There are two ways to look at the new four-year contract between the United Auto Workers and General Motors that was unveiled yesterday. The first is to note that by the standards of today's economy, the auto workers got about as good a deal as anyone could imagine. The second is to note that the standards of today's economy don't allow for the kind of vibrant, sizable middle class for which America was once famed -- and which the UAW's contracts in particular did so much to build.

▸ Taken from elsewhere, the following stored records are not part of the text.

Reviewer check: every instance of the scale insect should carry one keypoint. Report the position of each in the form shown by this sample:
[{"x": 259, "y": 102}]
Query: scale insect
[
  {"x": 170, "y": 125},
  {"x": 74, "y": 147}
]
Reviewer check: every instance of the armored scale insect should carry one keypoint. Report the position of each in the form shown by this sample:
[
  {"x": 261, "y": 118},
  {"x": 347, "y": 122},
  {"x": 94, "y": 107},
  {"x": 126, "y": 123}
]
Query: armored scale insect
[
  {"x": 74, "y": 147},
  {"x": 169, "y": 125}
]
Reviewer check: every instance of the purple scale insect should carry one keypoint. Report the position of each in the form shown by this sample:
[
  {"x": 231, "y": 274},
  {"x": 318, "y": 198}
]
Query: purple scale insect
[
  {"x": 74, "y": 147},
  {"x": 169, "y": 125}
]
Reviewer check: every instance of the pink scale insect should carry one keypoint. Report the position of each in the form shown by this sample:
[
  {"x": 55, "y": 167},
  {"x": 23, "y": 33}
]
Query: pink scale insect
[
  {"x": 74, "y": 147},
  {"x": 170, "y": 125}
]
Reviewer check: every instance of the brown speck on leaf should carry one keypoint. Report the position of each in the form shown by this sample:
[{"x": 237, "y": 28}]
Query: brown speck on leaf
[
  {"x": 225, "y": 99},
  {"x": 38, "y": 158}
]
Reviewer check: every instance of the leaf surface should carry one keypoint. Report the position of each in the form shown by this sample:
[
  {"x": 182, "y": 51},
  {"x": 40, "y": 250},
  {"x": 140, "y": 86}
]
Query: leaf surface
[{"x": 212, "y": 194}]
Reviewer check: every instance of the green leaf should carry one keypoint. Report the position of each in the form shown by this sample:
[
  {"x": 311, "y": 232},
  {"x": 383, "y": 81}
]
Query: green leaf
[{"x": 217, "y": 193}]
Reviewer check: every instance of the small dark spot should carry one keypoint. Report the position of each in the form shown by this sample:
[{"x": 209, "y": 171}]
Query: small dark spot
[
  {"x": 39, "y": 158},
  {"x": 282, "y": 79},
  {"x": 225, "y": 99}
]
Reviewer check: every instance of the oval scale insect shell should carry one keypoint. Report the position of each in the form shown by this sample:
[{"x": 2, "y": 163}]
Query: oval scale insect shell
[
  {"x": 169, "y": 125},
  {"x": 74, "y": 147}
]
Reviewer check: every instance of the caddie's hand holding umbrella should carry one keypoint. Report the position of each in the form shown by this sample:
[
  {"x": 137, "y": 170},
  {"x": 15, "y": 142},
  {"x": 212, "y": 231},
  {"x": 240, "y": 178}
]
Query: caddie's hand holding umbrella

The new agreement -- which the 48,500 UAW members employed by GM will vote on over the next ten days -- commits GM to reopening its plant in Spring Hill, Tennessee, and increasing production at five more U.S. plants, thereby creating 5,100 new jobs. New hires, however, won't be making what more senior workers get. The two-tier system of worker pay, which the UAW was compelled to accept when the Detroit Three were hanging by a thread, is actually strengthened in the new contract. Under the current contract, new hires have been paid $14 an hour, compared to the $28 hourly pay that more senior workers have made. In the contract unveiled yesterday, new hires' hourly pay is raised over the four-year term of the agreement to a little more than $19 an hour -- better than $14 an hour, to be sure, but not enough to support the semi-middle-class lifestyle to which American auto workers were once accustomed.
What's more, GM is offering bonuses, on top of their retirement benefits, to veteran workers who opt to leave. Today, just 1,900 of GM's nearly 50,000 UAW workers are new hires in that lower tier, but it's clear that the company will significantly expand the number of lower-paid workers in its next contract.
None of the UAW members at GM, whether new hires or old, will receive traditional pay increases. Instead, they'll receive a $5,000 bonus if and when the contract is ratified, and profit-sharing bonuses, if profits there be, in the subsequent years of the contract. By foregoing the wage increases, the UAW enables GM to stay competitive with the non-union auto plants that companies like Toyota and Volkswagen operate in Southern states. It also acquiesces, however, in the lowering of living standards for America's blue-collar workers, though it certainly keeps those standards higher than would be the case in the UAW's absence (or in GM's absence: Saving GM and Chrysler remains the apex of the Obama administration's achievements).
In a country where 50,000 factories have been shuttered in the past decade, and where unemployment exceeds 9 percent, the UAW's contract is a signal achievement. But a country where 50,000 factories have closed in the last decade and where unemployment exceeds 9 percent is not a country where workers, no matter how good their union, can win genuinely good contracts.